The former US embassy in Tehran is stuck in time. Forever a sprawling symbol of the daring that embodied the takeover of the embassy 34 years ago and the subsequent hostage crisis that destroyed Iranian–US ties. A monument to another time – and a monument to the day everything changed forever between two nations. Its roof is rusty, its walls chipped and aging. Anti-US slogans are stamped along the compound in downtown Tehran. Still, it’s quite the sight.
Thousands came to rally, to chant "death to America" and pro-revolutionary slogans on this year's anniversary. The rest of Iran stayed away. Among the crowds were students, bussed in for the annual excursion. They are far too young to remember anything that happened in 1979 and many were happy to be there just because they weren’t in school. Others had hastily scrawled "Death to America" and "Long live the Supreme Leader" on their hands in pen.
Thirty-four years later many question why the embassy takeover is important - why any Iranian should celebrate a day, which many analysts argue, inevitably and indirectly lead Iran to its current global isolation and closer to economic ruin.
But under the signs and slogans, the propaganda, there is still seething anger towards the United States. Anger that these Iranians will never reckon with. And there is nothing the United States can do to make it go away.
This year, however, there is renewed optimism that the US and Iran will finally find each other on the same path that these two nations can finally move forward and resume diplomatic ties.
From Iran’s point of view – not just the government but the people, too – the US is responsible for a long list of crimes against the Iranian people, from backing coups, creating the Shah’s savage secret police, SAVAK, to aiding the enemy, Iraq, during eight years of bloody war.
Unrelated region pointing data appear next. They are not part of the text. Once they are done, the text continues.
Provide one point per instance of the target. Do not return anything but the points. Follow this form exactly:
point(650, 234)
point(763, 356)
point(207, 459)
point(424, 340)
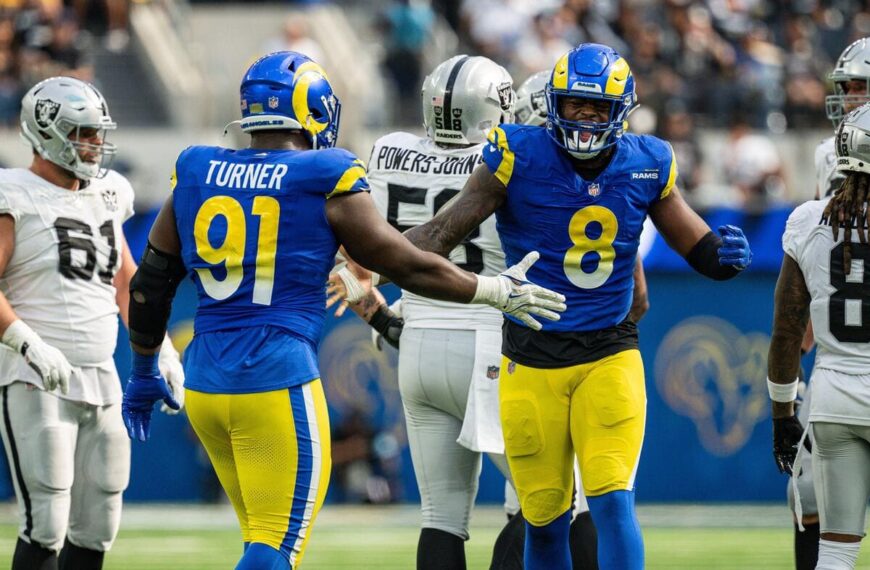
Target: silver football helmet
point(532, 100)
point(53, 115)
point(853, 64)
point(852, 141)
point(464, 97)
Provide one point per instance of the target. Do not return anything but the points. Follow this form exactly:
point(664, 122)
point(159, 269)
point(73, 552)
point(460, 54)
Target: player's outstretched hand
point(50, 363)
point(787, 433)
point(145, 387)
point(511, 293)
point(348, 286)
point(169, 364)
point(735, 248)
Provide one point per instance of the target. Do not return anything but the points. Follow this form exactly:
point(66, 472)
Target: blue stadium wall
point(704, 347)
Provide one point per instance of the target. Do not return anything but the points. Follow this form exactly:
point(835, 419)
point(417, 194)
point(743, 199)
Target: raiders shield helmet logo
point(45, 112)
point(505, 96)
point(110, 199)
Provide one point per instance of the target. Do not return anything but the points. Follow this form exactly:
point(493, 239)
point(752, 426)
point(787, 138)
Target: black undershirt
point(540, 349)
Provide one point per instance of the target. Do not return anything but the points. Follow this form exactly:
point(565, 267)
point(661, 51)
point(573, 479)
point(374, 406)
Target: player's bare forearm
point(7, 248)
point(678, 223)
point(376, 245)
point(790, 316)
point(640, 298)
point(482, 195)
point(122, 282)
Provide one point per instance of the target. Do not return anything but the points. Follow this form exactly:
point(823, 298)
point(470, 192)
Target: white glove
point(355, 290)
point(50, 363)
point(510, 293)
point(171, 369)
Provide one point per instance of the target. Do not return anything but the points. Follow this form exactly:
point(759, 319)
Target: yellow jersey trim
point(498, 137)
point(350, 177)
point(672, 175)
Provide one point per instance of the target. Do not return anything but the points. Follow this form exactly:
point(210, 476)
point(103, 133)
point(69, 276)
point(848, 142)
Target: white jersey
point(59, 279)
point(840, 313)
point(411, 179)
point(828, 179)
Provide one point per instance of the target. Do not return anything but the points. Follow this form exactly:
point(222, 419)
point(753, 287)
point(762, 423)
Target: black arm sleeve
point(152, 289)
point(704, 258)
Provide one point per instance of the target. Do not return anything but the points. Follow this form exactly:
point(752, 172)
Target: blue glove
point(735, 248)
point(145, 387)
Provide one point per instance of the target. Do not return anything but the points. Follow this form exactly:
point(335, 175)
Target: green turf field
point(183, 538)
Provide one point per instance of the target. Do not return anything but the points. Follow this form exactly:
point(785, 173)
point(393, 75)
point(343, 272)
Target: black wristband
point(704, 258)
point(382, 319)
point(388, 325)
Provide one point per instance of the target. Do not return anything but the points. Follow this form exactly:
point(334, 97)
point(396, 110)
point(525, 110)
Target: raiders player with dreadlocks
point(447, 385)
point(819, 281)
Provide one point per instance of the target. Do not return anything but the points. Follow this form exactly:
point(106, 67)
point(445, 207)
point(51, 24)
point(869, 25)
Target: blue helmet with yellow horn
point(288, 90)
point(591, 71)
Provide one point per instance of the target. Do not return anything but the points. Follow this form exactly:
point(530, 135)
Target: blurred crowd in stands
point(44, 38)
point(747, 66)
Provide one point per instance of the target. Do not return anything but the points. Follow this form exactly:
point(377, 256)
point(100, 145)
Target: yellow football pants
point(596, 410)
point(271, 452)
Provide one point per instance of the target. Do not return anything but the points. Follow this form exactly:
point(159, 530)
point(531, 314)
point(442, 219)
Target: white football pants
point(70, 463)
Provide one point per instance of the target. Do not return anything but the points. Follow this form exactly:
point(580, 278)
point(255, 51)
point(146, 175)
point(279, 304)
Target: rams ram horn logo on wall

What’s worse is that the US, according to these Iranians, has never shown an inch of remorse for anything it’s done – including shooting down Iran Air flight 655 in 1988. The USS Vincennes incorrectly identified the civilian airliner as a military jet near the Iranian Island of Qeshm, shooting it down and killing all 290 people on board.
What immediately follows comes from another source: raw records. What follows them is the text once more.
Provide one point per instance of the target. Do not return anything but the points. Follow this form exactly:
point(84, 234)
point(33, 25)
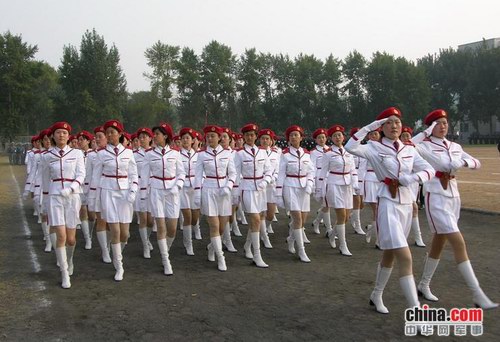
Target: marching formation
point(98, 181)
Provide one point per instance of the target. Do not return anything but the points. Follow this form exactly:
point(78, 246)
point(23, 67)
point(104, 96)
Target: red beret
point(407, 129)
point(318, 132)
point(294, 128)
point(267, 131)
point(45, 132)
point(87, 135)
point(115, 124)
point(249, 127)
point(166, 129)
point(145, 130)
point(212, 128)
point(389, 112)
point(99, 129)
point(434, 115)
point(188, 130)
point(61, 125)
point(334, 129)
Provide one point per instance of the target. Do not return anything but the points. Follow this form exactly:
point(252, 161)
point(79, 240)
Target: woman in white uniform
point(442, 204)
point(266, 140)
point(397, 166)
point(115, 173)
point(63, 172)
point(163, 172)
point(316, 157)
point(213, 183)
point(144, 136)
point(415, 224)
point(294, 187)
point(336, 181)
point(190, 212)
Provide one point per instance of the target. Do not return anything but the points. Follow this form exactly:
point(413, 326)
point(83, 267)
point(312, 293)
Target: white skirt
point(393, 223)
point(338, 196)
point(213, 204)
point(114, 206)
point(187, 199)
point(253, 202)
point(442, 213)
point(64, 211)
point(163, 203)
point(370, 191)
point(296, 199)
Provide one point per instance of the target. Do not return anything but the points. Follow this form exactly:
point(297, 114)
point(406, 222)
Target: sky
point(408, 28)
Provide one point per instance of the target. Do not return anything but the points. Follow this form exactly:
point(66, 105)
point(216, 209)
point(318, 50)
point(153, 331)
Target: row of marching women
point(166, 178)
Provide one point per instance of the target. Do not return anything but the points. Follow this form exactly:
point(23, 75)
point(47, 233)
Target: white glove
point(65, 192)
point(309, 189)
point(279, 201)
point(375, 124)
point(225, 191)
point(174, 190)
point(131, 196)
point(262, 185)
point(428, 130)
point(457, 164)
point(406, 180)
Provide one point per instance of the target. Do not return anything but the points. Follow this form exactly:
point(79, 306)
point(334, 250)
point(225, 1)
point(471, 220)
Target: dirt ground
point(291, 301)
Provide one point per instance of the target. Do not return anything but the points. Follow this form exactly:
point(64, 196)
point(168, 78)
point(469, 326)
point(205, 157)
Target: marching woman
point(226, 140)
point(317, 156)
point(84, 139)
point(63, 172)
point(337, 179)
point(163, 171)
point(115, 173)
point(442, 204)
point(357, 199)
point(397, 166)
point(94, 195)
point(266, 139)
point(294, 187)
point(190, 212)
point(415, 224)
point(214, 179)
point(144, 136)
point(254, 173)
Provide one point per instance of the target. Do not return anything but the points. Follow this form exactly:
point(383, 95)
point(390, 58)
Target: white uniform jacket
point(252, 167)
point(296, 169)
point(114, 169)
point(214, 168)
point(189, 158)
point(440, 153)
point(62, 169)
point(390, 163)
point(162, 168)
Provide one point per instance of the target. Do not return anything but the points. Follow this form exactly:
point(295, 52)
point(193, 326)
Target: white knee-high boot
point(165, 260)
point(424, 284)
point(263, 234)
point(187, 239)
point(383, 275)
point(86, 234)
point(257, 258)
point(146, 252)
point(478, 296)
point(118, 261)
point(63, 266)
point(103, 243)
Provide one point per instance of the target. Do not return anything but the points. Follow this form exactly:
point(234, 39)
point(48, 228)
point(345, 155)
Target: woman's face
point(441, 128)
point(338, 138)
point(392, 127)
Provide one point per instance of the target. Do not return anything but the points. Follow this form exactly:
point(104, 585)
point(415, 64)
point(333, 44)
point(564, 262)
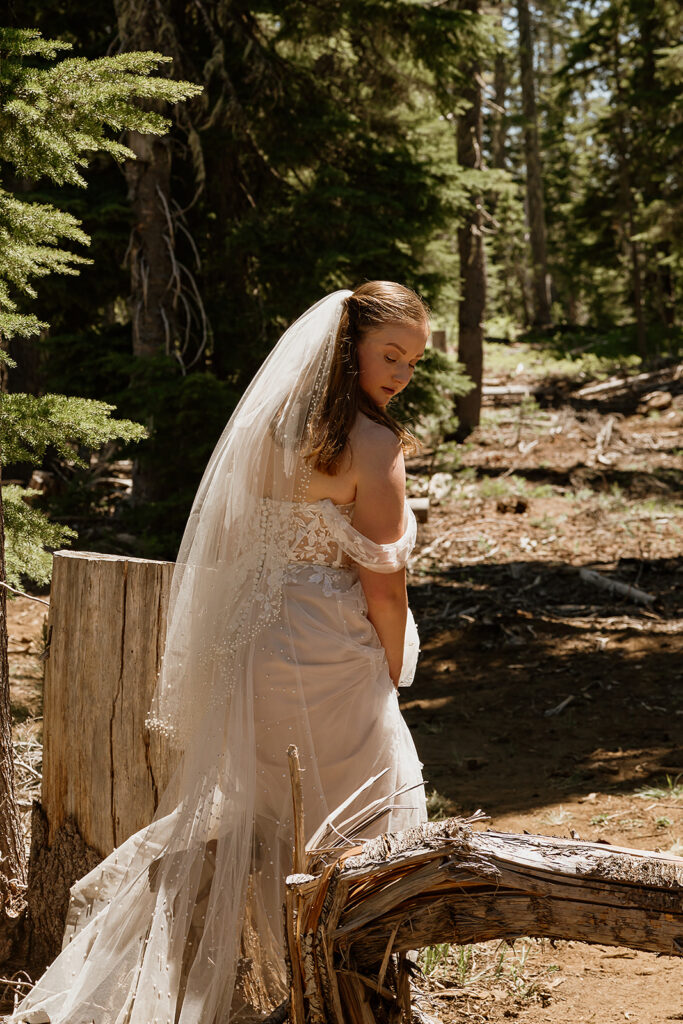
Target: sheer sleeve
point(378, 557)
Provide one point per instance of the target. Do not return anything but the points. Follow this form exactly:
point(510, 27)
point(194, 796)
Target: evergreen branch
point(29, 424)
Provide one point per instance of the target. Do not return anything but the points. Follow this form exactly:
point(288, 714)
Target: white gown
point(315, 676)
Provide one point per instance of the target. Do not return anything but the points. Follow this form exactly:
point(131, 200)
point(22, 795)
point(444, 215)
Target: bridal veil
point(167, 926)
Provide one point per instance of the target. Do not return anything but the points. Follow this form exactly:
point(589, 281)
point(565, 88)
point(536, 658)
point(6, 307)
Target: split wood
point(352, 914)
point(614, 587)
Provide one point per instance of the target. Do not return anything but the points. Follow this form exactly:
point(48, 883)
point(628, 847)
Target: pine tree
point(54, 117)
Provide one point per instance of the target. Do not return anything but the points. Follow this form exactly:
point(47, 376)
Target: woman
point(287, 624)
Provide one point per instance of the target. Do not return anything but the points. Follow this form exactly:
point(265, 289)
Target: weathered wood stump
point(352, 918)
point(102, 773)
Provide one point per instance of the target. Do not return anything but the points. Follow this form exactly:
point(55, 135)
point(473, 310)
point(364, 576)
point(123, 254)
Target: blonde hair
point(375, 304)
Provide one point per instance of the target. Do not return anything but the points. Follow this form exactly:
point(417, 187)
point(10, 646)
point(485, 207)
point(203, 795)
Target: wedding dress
point(268, 644)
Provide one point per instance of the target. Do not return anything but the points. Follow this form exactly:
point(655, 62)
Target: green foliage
point(53, 119)
point(30, 537)
point(317, 155)
point(30, 423)
point(427, 403)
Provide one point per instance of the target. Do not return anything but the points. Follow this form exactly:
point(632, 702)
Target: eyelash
point(389, 359)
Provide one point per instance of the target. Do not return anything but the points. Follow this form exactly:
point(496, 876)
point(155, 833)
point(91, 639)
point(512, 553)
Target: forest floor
point(552, 705)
Many of those at the rally held up signs of the plane, and that fateful number, 655, to make this point.
Hamid Moayyedi, one of the protesters, said the US has a lot to be sorry for.
"I will never support relations with the US they cannot be trusted at all. You can’t even find one case when they were honest. They have committed so many crimes, how we can forget them? Their nature is criminal and cruel," he said.
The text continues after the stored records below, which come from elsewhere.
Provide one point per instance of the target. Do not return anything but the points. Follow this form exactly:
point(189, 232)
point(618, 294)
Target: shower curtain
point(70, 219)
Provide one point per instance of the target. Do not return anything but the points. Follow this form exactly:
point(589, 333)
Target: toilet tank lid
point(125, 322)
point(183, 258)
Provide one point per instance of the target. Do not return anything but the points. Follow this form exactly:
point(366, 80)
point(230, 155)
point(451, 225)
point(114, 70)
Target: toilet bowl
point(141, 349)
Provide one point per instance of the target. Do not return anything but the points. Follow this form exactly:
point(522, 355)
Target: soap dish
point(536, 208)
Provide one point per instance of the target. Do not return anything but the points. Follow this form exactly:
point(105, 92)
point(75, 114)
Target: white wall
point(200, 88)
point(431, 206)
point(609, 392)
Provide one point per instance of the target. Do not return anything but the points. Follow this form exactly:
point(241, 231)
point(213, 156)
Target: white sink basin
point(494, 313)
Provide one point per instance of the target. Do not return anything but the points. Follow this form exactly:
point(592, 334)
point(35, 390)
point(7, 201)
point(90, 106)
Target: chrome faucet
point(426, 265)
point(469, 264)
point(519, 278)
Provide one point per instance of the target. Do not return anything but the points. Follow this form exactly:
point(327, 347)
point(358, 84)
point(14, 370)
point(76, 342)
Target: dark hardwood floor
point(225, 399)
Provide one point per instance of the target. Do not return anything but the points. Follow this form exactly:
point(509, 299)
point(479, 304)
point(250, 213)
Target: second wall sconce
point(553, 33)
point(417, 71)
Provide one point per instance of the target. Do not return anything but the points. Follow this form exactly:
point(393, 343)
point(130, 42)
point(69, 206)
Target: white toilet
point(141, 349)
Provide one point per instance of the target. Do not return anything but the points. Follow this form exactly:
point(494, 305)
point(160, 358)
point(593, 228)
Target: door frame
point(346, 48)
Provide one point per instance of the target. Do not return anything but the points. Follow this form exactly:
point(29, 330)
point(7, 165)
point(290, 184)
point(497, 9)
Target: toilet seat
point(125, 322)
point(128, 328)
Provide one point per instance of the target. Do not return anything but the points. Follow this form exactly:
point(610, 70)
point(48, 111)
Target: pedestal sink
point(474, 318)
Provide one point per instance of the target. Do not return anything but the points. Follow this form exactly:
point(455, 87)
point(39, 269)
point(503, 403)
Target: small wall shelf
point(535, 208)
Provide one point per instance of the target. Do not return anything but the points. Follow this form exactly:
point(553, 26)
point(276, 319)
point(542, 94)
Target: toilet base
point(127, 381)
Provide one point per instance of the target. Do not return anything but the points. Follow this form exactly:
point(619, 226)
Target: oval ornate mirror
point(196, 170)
"If they want to do something they should compensate all our damages, spiritually and physically, if they really want to prove that they are honest. But they can’t, so Iranians will never forgive them and I myself will just be happy when they are completely destroyed."
Another protester shared that sentiment. "I do not support ties with the US a wolf cannot change its behaviour. The US pretends it wants to be friends but behind the scenes it is different so I don't agree with ties and I cannot forgive them. It’s not only me, no Iranian can forget what they have done to us," said Hamid Reza.
Draped along the embassy walls were also pictures from the Iran Iraq war – an unforgivable crime if ever there was one in Iran. The US supported Iraq’s invasion, armed Saddam Hussein’s government and according to both the United Nations and former US diplomats, at the very least, turned a blind eye when Saddam used chemical weapons against both the Iranian army and civilians.
Rahele, who held up an anti-US poster throughout the rally, has personal reasons for her hatred.
"We don’t really think they will ever apologise to us ... The US will never end animosity towards our nation, because they are the enemy of our beliefs ... Anyway, we don’t need their apologies. My brother was killed in the war and the US was backing Iraq. So I myself will never forgive them because of the crimes they committed against us.”
A recent poll in Iran shows that the majority of Iranians, close to 80 percent, support the normalisation of relations with the US. But that doesn’t mean, just like those at the rally, they are willing to forget anything. They’re not. Scars here are far too deep to be swept away in a sea of goodwill and optimism. For years, getting to the negotiating table was always seen as the challenge, but perhaps forgetting the past has been the biggest one all along.